Imaginem que têm uma macieira. Plantam a semente, regam anos e anos a fio. Esperam que a árvore dê fruto e depois esperam mais algum tempo que amadureça. Quando a maçã está no ponto, bem docinha, vocês pegam nela e deitam fora – para o baldinho de resíduos orgânicos, esperemos – e optam por uma maçã mais verdinha que decidem amadurecer fora da árvore (pensem nas mangas que vêm de barco e nas que vêm de avião).
Esqueçam Adão e Eva, o bíblico casal de nudistas enrolados com uma árvore, não é aí que quero chegar. Muito menos à “relação especial” de 15 anos que o tenista Novak Djokovic mantém com uma árvore de Melbourne, até porque parece tratar-se de uma figueira. A história da maçã que vos trago hoje é do Diabo, uma analogia para a forma como a sociedade encara a idade: a maçã é uma mulher (podia ser um homem, mas cada macaco na sua macieira) e vocês as empresas. Sei que prefeririam que a analogia fosse feita com peras, pelo aspeto físico da coisa, mas nas minhas analogias cabem todas a frutas, como manda a ética da inclusão, e não me apetece levar um banano do sindicato tutti-frutti.
Voltando à maçã madura – claramente uma mulher com mais de 50 –, não seria mais lógico que, ao estar finalmente docinha – e apesar de pontuais amarguras –, aproveitassem todo o seu sumo? Eu sei que estamos a falar de fruta, mas só me apetece dizer que é a lógica da batata. Aproveitar uma maçã sumarenta não quer dizer que não se continue a regar as verdinhas que permanecem na árvore – um dia elas também estarão no ponto. Claro que as maçãs não são todas iguais, na verdade nunca percebi a diferença entre uma maçã e um pero, só que tendo e encolher–me quando me oferecem este último.

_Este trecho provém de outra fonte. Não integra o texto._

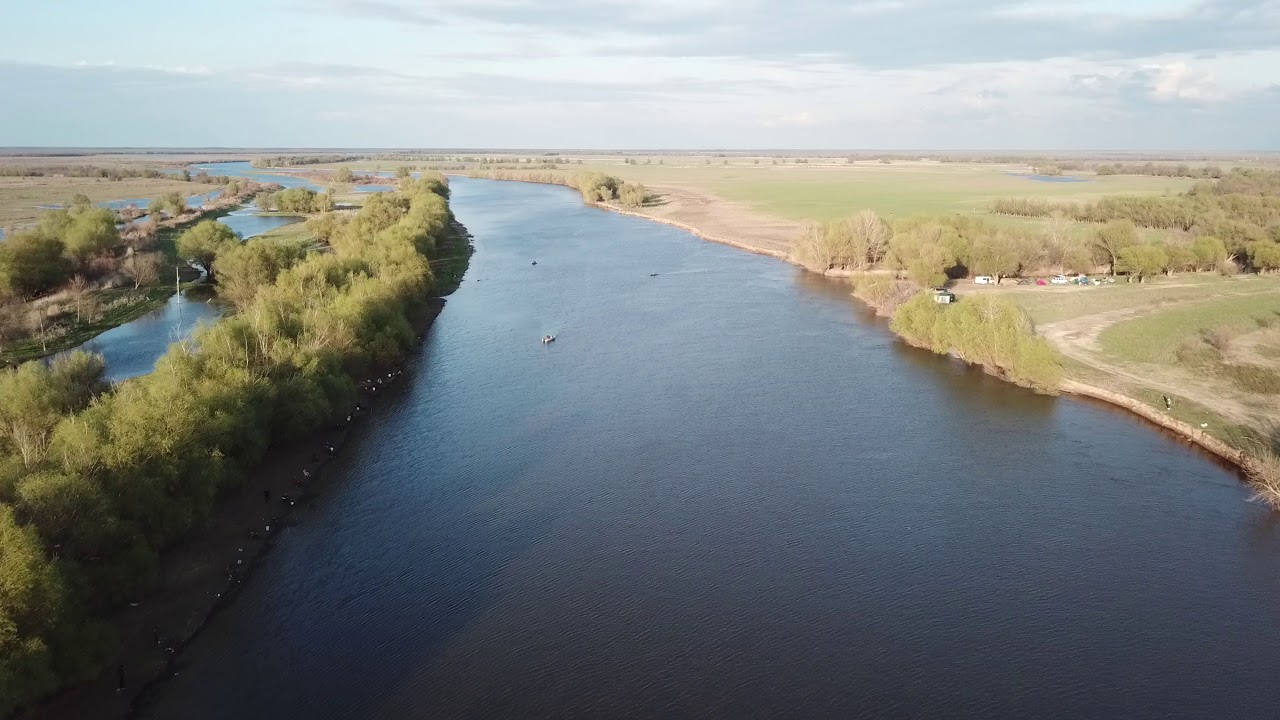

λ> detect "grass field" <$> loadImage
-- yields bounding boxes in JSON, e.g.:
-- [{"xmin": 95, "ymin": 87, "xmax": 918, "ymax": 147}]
[
  {"xmin": 994, "ymin": 275, "xmax": 1275, "ymax": 325},
  {"xmin": 1098, "ymin": 293, "xmax": 1280, "ymax": 364},
  {"xmin": 615, "ymin": 162, "xmax": 1192, "ymax": 219},
  {"xmin": 253, "ymin": 223, "xmax": 318, "ymax": 246},
  {"xmin": 964, "ymin": 274, "xmax": 1280, "ymax": 448},
  {"xmin": 0, "ymin": 176, "xmax": 201, "ymax": 227},
  {"xmin": 297, "ymin": 157, "xmax": 1195, "ymax": 220}
]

Lembrei-me disto porque tenho 50 anos e pelos menos 17 até à reforma. (Quando tinha 20, também eu achava as maçãs maduras um bocadinho podres – desculpa, mãe!) Tenho amigas à procura de trabalho, cansadas de ouvir que são sobrequalificadas. A minha sogra costuma dizer que onde cabe muito cabe pouco (e também chama peros a todas as maçãs, indiscriminadamente) e isso aplica-se à sobrequalificação. Ou seja, se eu sei falar inglês e francês e candidatar-me a um cargo onde seja preciso falar em inglês, não será por falar outra língua que deixo de ser adequada. N’est-ce pas?

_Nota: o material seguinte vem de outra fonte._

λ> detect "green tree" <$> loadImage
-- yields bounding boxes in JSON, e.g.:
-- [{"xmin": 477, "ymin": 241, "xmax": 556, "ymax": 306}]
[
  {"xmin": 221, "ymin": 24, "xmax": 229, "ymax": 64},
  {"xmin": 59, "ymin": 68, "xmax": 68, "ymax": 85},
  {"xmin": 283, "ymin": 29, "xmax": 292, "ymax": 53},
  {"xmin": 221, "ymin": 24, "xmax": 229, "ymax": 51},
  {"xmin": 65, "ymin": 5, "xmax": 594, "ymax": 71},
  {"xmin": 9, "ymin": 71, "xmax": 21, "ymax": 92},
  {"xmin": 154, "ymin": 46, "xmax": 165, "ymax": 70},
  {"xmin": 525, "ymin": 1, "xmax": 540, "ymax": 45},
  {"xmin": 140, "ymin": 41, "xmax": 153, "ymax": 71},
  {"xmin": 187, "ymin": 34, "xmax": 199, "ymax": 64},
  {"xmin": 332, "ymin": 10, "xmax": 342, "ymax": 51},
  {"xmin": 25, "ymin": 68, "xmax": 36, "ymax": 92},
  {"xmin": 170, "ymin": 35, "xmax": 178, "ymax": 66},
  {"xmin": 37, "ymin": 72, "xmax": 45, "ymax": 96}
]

Uma amiga, jornalista, costuma dizer que se não encontrar emprego vai para a reposição noturna num supermercado. Mas temo que ela seja sobrequalificada para o trabalho. Estou a vê-la a entrevistar o azeite a propósito da inflação ou a cobrir uma manifestação de garrafas de vinagre a reivindicar o mesmo estatuto dos vizinhos azeiteiros. Se bem a conheço, vai entreter-se a editar as prateleiras e a pôr os artigos expostos na ordem. O azeite novamente todo inchado por manter a liderança virgem, o gin e o zimbro desaparecidos, sem nunca terem oportunidade de representar as respetivas categorias alfabéticas, e, na ressaca, a minha amiga emprateleirada para todo o sempre.

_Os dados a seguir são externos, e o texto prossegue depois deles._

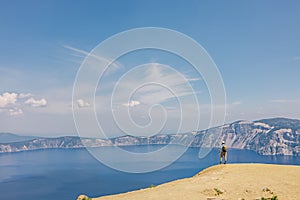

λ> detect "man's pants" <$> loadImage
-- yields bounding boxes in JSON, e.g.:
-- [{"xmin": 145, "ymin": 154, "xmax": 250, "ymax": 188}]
[{"xmin": 220, "ymin": 152, "xmax": 227, "ymax": 164}]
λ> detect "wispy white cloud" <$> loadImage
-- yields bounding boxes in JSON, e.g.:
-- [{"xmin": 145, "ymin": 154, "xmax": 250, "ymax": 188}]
[
  {"xmin": 113, "ymin": 63, "xmax": 200, "ymax": 106},
  {"xmin": 187, "ymin": 77, "xmax": 202, "ymax": 81},
  {"xmin": 231, "ymin": 101, "xmax": 242, "ymax": 105},
  {"xmin": 8, "ymin": 108, "xmax": 23, "ymax": 116},
  {"xmin": 122, "ymin": 100, "xmax": 140, "ymax": 107},
  {"xmin": 25, "ymin": 98, "xmax": 47, "ymax": 107},
  {"xmin": 19, "ymin": 93, "xmax": 33, "ymax": 98},
  {"xmin": 270, "ymin": 99, "xmax": 300, "ymax": 103},
  {"xmin": 293, "ymin": 56, "xmax": 300, "ymax": 60},
  {"xmin": 105, "ymin": 63, "xmax": 206, "ymax": 134},
  {"xmin": 63, "ymin": 45, "xmax": 123, "ymax": 75},
  {"xmin": 76, "ymin": 99, "xmax": 91, "ymax": 108}
]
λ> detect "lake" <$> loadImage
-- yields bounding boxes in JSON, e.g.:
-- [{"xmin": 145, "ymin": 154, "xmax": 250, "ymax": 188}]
[{"xmin": 0, "ymin": 145, "xmax": 299, "ymax": 200}]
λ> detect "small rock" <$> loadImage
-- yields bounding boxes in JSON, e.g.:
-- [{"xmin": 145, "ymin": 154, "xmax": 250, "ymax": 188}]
[
  {"xmin": 77, "ymin": 194, "xmax": 92, "ymax": 200},
  {"xmin": 262, "ymin": 187, "xmax": 270, "ymax": 192}
]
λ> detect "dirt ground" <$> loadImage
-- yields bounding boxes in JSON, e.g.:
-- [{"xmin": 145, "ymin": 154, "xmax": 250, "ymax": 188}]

Nada contra as verdinhas, mas no outro dia ficou provado que talvez seja boa ideia continuar a apostar nas maduras. Um problema na empresa levou-nos a regressar a um programa informático antigo e adivinhem quem de repente era indispensável? Aqui a tiktoker do tempo da Bota Botilde (ou do Limão, que vai aqui melhor)… Toca a seguir a maçã docinha. Bravo! ‘Mofo’ é que não.